I am trying to understand Klyachko's classification of toric vector bundles on a toric variety ( his article: Equivariant vector bundles on toric varieties and some problems of linear algebra). I am reading Sam Payne's version of it as presented in the preliminaries of his article Moduli of Toric Vector Bundles. I am having some troubles understanding two things. The setting:
Let $N$ be a lattice, $M = \text{Hom}(N,\mathbb{Z})$ the dual lattice, $\Delta$ a fan in $N \otimes_\mathbb{Z}\mathbb{R}$, $ X = X(\Delta)$ the corresponding toric variety and $\mathscr{E}$ a toric vector bundle on $X$. An algebraic action of the torus $T$ on $\Gamma(X,\mathscr{E})$, the vector space of global sections, is given by $$ (t\cdot s)(x) = t(s(t^{-1}x))$$ for $t\in T, s\in\Gamma(X,\mathscr{E})$ and $x\in X$. So far so good.
This action induces the following decomposition into T-eigenspaces $$ \Gamma(X,\mathscr{E}) = \oplus_{u\in M}\Gamma(X,\mathscr{E})_u, $$ where $$ t\cdot s = \chi^{u}(t)s$$ for $t\in T$ and $s\in \Gamma(X,\mathscr{E})_u$.
Question 1: Why does this decomposition exist? I have read (Cox, Toric Varieties Porp 1.1.2) that, for an algebraic action, such a decomposition exists if the action is linear and the vector space is of a finite dimension. I see that the above action is linear but cannot see why the vector space $\Gamma(X,\mathscr{E})$ is finite dimensional.
Question 2: I know that for $u\in M$ the character $\chi^{u}$ is a regular function on $X$. I don't understand why in the above setting, the eigenfuction $\chi^{u}$ is an element of $\Gamma(X, O_X)_{-u}$
Additional questions (after the above were answered thanks to sti9111) Continuing my pursue of understanding Klyachko's theorem, I am trying to understand the following point mentioned both in Payne (p.7) and in Gonzalez (p. 7).

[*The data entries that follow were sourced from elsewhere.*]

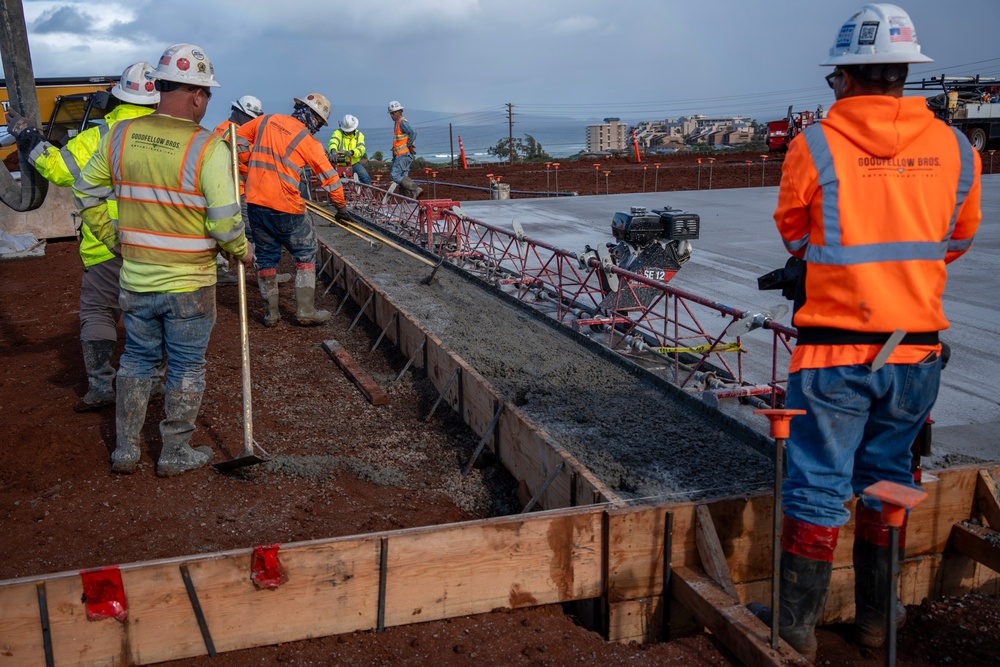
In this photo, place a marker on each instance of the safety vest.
(877, 199)
(399, 139)
(280, 149)
(61, 166)
(222, 131)
(353, 143)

Continuing with Payne's notation let $E$ be the fiber at the identity element of the Torus, $x_0$. Consider the map $\Gamma(X,\mathscr{E})_u\to E$ given by the evaluation at $x_0$. For $\sigma\in\Delta$, denote with $E^{\sigma}_{u}$ the image of $\Gamma(U_\sigma,\mathscr{E})_u$ under this evaluation map. For a ray $\rho\in\Delta$, we denote with $E^{\rho}(i)=E^{\rho}_{u}$ for any $u$ such that $<u,v_\rho>=i$.
My question: both in Payne's proof of Klyachko's classification theorem (p.7) and in Gonzalez's article (p.7), the fllowing is mentioned $E^{\sigma}_{u}=\cap_{\substack{\rho\preceq\sigma}}E^{\rho}(<u,v_\rho>)$ and in Gonzalez, the image of $H^{0}(X,\mathscr{E})_u$ under the evaluation map is equal to $\mathscr{E}^{\rho1}(<u,v_1>)\cap\dots\cap\mathscr{E}^{\rho_{d}}(<u,v_d>)$. I cannot see why this holds.
Explain the Toric vector bundle - Klyachko's decomposition here could be a little bit difficult, however, I think that the paper "Okounkov bodies on projectivizations of rank two toric vector bundles" by Jose Luis Gonzalez, on pages 6 and 7 gives a good explanation.